Michael Kasumovic is an associate professor at the University of New South Wales and director of Arludo, a company breaking new ground in school Stem education through gamification. In addition to learning activities in classrooms, Kasumovic and co-host Sophie Calabretto are bringing science to the online gaming platform Twitch. In their Battery Low events, guest scientists join Kasumovic and Calabretto to play video games while Twitch users watch on and listen to them chatting about science.
‘The interesting thing about video games is they often deal with a lot of scientific topics,’ explains Kasumovic. ‘Why do people cooperate? Why do some people differ in their ability to remember certain things? And to me, those are all topics that we can kind of do for a show. We could pick a game and bring some scientists in and talk about their science and how it’s kind of represented in this game.’
Battery Low’s audience numbers are staggering. With a record of 25,000 total audience visits during one of their shows, numbers are consistently high, though viewers tend to pop in and out of the stream. This doesn’t worry Kasumovic.

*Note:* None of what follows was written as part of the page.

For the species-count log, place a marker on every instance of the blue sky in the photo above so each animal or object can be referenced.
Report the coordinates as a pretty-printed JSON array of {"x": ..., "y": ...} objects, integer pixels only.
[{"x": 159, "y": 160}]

‘At the end of the day, what I’m really happy with is that people stick around for the time that they do and they’re part of a conversation,’ he says. ‘And then you have these people ask us stuff and we’re answering their questions, so you have that level of interactivity, which is really nice and you’re reaching a wide, wide variety of individuals across Australia, potentially even the world.’
Kasumovic credits the online switch for teaching and outreach in response to Covid-19 for accelerating their success. ‘I knew what we were doing was unique and I saw how kids responded to it when I could interact with them, but as a general rule, people weren’t buying into the concept and I couldn’t figure out why,’ he says. ‘Then you know, Covid hits and you had no other choice than to go online and change everything about what you do. It made us refocus.’
The opportunity to rethink has clearly been embraced by many science communicators the world over. And indeed, the ability to reach audiences far beyond those possible with in-person events is also an exciting opportunity. Downing believes that science festivals beyond the pandemic may be offered as hybrid events.
‘The online has some real advantages to it: your audiences aren’t bound by geography or time, people have more control over the space they are in when they engage, and online enables a range of engagement modes,’ she explains. ‘Equally, the social connections and serendipitous elements inherent to in-person events are special. I think the rise in frequency and willingness for online events provides a great opportunity to choose a mode of delivery that fits the type of engagements that we want; we just need to get to know the spaces better, so we can learn how to take advantage of them.’